Depigmentation The objective of depigmentation is “one” skin color in patients with extensive vitiligo or in those who have failed or reject other treatments. TREATMENTS Bleaching of normally pigmented skin with monobenzylether of hydroquinone 20% (MEH) cream is a permanent, irreversible process. The success rate is >90%. The end-stage color of depigmentation with MEH is chalk-white, as in vitiligo macules.

FIGURE 13-1 • Vitiligo: face Extensive depigmentation of the central face. Involved vitiliginous skin has convex borders, extending into the normal pigmented skin. Note the chalk-white color and sharp margination. Note also that the dermal melanocytic nevus on the upper lip has retained its pigmentation.

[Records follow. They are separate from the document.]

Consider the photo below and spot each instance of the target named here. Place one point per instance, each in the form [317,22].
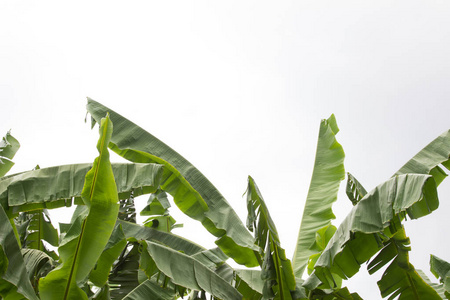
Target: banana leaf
[193,193]
[56,186]
[8,148]
[249,283]
[327,174]
[277,273]
[150,290]
[439,288]
[14,279]
[40,229]
[354,190]
[116,244]
[38,264]
[379,212]
[85,241]
[400,277]
[441,269]
[189,272]
[428,159]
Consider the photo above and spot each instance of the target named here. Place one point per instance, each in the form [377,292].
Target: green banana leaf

FIGURE 13-2 • Vitiligo: knees Depigmented, sharply demarcated macules on the knees. Apart from the loss of pigment, vitiliginous skin appears normal. There is striking symmetry. Note tiny follicular pigmented spots within the vitiligo areas that represent repigmentation.

FIGURE 13-3 • Vitiligo: predilection sites.

FIGURE 13-4 • Universal vitiligo Vitiliginous macules have coalesced to involve all skin sites with complete depigmentation of skin and hair in a female. The patient is wearing a black wig and has darkened the brows with eyebrow pencil and eyelid margins with eye liner.

FIGURE 13-5 • Vitiligo repigmentation A follicular pattern of repigmentation caused by PUVA therapy occurring in a large vitiliginous macule on the lower abdomen. By confluence of the macules, the vitiliginous areas have almost filled in but are still lighter than the surrounding normal skin. Melanocytes may persist in the hair follicle epithelium and serve to repopulate involved skin, spontaneously, with photochemotherapy, or with 312 nm phototherapy.

FIGURE 13-6 • Vitiligo: therapy-induced repigmentation This 20-year-old Indian female has been treated with photochemotherapy (PUVA). There is slight erythema in the vitiliginous macules in the early phases (left) of therapy that will be followed by follicular pigmentation as in Figure 13-5. After 1 year of treatment, vitiligo has completely repigmented, but there is now hyperpigmentation of the knees (right). This, however, will fade with time and the color of the repigmented areas will blend with that of the surrounding skin.